How do you balance the concept of trying to cover every sport, women's sports, smaller sports, etc. with trying to just give people what they want? Do you feel sometimes you are playing up things that you wouldn't otherwise be playing up if you weren't attached to a TV station?
Rob King (12:55 PM)
Jason, that's both the challenge and the fun. On days like today, the temptation is great to just say, "Split the homepage between Tiger and the NFL, and let's go home." But our audience is far more complex than that. They enjoy great enterprise reporting, they dig NASCAR and soccer, they're very into MMA, they like to play fantasy and casual games, and they occasionally root for teams located outside of New York, Massachusetts and California. It's all about finding the right balance, reacting to breaking news and serving up enough surprises (like Streak for the Cash, or video of that crazy "flying squirrel wrestling move") that folks feel inclined to come back again and again.
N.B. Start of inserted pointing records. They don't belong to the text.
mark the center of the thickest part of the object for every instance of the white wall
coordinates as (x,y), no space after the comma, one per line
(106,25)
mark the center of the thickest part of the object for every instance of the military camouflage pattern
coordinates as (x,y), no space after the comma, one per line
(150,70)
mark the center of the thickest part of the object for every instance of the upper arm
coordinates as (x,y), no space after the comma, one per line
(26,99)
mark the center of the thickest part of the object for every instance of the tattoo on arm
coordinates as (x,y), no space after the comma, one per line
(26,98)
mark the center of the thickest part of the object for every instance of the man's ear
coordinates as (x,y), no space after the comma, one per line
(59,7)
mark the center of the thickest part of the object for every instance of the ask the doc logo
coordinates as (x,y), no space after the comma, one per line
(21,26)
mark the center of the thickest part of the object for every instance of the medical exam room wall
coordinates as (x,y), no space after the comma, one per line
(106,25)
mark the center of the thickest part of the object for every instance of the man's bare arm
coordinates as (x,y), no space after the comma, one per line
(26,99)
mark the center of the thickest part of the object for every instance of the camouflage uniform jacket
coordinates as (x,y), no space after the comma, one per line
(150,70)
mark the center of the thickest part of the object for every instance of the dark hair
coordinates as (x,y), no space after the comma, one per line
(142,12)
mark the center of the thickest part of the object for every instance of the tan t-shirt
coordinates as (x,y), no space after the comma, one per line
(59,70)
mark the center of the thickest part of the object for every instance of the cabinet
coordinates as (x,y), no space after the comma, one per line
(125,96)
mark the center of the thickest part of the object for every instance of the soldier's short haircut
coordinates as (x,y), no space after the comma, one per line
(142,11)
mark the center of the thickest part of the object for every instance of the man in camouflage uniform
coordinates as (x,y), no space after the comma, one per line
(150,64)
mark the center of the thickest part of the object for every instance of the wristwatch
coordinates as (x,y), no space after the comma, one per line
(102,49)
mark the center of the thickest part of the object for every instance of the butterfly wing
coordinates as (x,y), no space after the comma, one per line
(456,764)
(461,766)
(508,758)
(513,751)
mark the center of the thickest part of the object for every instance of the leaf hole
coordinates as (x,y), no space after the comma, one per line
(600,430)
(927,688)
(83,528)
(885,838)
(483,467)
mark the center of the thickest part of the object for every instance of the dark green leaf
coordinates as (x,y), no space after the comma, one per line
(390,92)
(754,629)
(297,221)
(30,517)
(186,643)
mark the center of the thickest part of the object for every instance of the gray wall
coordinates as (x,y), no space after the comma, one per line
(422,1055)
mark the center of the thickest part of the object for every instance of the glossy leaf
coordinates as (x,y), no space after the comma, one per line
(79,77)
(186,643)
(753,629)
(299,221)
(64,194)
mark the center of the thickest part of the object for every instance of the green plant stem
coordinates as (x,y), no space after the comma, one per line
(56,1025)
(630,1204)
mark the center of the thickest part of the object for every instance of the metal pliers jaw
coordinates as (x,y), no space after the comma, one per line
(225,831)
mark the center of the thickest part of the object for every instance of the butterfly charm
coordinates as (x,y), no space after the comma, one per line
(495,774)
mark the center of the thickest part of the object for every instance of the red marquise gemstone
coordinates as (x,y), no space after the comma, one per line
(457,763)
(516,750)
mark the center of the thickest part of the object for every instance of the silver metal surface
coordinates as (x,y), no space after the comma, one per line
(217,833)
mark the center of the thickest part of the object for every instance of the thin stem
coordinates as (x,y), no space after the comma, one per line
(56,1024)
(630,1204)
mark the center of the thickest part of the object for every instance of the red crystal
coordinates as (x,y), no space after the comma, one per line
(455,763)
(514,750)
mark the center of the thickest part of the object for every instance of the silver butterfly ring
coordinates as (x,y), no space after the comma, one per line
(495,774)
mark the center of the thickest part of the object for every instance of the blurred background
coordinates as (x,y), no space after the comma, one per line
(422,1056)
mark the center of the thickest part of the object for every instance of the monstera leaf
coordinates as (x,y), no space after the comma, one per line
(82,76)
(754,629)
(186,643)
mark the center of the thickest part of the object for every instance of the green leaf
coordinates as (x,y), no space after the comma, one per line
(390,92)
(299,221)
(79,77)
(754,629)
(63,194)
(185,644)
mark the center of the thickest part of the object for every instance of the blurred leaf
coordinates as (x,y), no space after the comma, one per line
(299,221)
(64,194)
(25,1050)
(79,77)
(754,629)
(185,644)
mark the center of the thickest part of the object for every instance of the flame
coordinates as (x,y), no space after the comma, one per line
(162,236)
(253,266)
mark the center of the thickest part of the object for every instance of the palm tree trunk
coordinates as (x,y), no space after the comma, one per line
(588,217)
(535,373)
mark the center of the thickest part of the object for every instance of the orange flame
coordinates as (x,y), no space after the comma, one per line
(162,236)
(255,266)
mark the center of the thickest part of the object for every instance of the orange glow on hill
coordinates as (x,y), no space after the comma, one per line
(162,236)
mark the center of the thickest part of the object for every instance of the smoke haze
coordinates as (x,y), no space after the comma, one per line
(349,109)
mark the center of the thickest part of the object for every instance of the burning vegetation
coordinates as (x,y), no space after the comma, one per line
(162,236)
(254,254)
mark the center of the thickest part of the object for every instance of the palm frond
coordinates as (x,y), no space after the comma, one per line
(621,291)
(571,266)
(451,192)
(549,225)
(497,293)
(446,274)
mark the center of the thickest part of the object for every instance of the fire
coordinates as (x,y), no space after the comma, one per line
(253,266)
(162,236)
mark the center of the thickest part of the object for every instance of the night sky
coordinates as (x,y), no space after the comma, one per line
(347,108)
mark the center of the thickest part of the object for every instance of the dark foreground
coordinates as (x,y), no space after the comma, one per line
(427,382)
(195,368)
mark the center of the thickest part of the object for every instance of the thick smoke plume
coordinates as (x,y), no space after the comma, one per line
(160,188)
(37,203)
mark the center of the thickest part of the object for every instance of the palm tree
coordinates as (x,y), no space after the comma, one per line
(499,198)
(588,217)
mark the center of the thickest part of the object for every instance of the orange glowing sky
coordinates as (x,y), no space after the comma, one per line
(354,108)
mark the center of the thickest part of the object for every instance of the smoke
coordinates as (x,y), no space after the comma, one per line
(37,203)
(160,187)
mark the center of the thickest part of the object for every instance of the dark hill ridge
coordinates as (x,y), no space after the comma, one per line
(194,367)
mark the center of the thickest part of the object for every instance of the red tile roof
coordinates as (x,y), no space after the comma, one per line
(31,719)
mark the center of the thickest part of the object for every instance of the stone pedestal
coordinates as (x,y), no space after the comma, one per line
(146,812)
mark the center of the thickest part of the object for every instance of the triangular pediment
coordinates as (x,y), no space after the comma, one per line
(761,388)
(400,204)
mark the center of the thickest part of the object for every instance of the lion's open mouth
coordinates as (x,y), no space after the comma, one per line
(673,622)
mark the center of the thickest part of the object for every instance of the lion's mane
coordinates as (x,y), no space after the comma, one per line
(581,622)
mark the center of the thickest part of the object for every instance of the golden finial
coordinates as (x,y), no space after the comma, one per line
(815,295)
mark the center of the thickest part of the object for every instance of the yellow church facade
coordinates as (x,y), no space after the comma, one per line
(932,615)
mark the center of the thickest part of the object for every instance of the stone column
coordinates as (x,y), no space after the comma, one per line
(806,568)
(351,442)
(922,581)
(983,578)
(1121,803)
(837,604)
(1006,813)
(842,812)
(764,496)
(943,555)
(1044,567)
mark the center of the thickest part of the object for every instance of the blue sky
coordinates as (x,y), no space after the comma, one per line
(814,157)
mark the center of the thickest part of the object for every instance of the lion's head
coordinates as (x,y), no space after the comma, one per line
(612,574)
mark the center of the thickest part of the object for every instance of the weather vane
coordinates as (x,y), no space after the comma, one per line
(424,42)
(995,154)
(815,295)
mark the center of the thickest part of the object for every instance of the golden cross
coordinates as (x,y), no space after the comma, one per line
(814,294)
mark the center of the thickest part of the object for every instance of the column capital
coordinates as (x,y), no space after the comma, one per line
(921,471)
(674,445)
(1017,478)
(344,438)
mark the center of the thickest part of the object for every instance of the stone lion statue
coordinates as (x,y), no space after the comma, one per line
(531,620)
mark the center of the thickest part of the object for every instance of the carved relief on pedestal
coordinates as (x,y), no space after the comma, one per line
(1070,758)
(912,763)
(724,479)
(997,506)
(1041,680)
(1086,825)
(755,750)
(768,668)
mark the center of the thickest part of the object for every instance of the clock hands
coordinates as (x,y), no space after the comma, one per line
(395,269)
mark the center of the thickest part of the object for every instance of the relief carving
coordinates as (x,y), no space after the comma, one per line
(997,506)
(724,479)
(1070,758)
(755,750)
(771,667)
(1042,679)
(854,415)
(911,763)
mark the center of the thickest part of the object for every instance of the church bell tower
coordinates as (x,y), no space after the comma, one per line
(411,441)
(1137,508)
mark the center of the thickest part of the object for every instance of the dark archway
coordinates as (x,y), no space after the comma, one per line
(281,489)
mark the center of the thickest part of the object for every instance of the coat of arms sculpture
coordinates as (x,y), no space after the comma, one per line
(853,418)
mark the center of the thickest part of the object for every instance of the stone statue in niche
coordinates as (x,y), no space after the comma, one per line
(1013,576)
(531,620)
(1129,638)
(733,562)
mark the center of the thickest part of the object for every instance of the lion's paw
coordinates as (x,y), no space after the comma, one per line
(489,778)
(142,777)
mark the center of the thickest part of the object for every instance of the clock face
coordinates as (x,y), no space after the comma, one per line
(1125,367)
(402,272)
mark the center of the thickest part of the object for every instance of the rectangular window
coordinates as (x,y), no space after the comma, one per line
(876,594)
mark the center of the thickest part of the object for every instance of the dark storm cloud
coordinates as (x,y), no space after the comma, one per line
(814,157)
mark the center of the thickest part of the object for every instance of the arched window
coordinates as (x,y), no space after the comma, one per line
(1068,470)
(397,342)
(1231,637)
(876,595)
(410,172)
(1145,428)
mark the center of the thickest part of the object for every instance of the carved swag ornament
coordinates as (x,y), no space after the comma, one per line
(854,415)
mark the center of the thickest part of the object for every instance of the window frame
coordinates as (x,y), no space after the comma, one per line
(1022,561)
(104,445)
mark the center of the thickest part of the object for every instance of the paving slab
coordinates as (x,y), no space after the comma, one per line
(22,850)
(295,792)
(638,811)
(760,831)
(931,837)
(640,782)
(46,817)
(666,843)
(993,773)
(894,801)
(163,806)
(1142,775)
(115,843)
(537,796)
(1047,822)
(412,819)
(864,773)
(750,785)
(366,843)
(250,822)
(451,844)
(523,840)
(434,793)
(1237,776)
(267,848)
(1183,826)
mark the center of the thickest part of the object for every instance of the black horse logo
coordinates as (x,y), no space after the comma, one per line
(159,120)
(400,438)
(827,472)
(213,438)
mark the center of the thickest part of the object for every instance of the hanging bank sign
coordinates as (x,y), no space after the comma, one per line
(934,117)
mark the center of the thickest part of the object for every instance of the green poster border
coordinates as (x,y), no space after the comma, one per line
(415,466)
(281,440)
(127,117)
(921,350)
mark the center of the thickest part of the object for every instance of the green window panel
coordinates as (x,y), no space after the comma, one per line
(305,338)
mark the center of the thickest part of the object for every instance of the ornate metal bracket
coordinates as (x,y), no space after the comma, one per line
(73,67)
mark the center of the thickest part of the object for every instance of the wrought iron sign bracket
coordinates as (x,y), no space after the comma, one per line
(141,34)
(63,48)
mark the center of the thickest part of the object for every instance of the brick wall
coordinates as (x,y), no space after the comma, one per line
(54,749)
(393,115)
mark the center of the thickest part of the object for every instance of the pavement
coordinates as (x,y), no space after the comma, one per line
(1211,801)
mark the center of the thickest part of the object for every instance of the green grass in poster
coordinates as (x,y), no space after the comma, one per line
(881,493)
I used to enjoy the conversations pages at ESPN, but lately it seems like all it is is a lot of racist and offensive remarks. Is there any way for you guys to police that better?
Rob King (12:58 PM)
Bryan, we're both committed to letting our audience engage with the site and with each other AND providing an environment where fans can do that with a measure of respect. Conversation moderation is complicated, but we're in the middle of a transition toward a solution that should improve the atmosphere greatly. Please stay tuned.
How much do you struggle with being transparent as a whole, but balancing that with how much you can actually show?
Rob King (1:01 PM)
I wouldn't call it a struggle, but it's fair to say that some things deserve to be treated as matters of internal business. On the whole, however, I believe it's important to be connected with our audience, and to let them know as much as possible about who we are and what we do.
Rob King (1:02 PM)
Folks, I'm sorry I only got to as many questions as I did in this hour. I promise to come back if you'll have me. Thanks for your time today, and have a great weekend.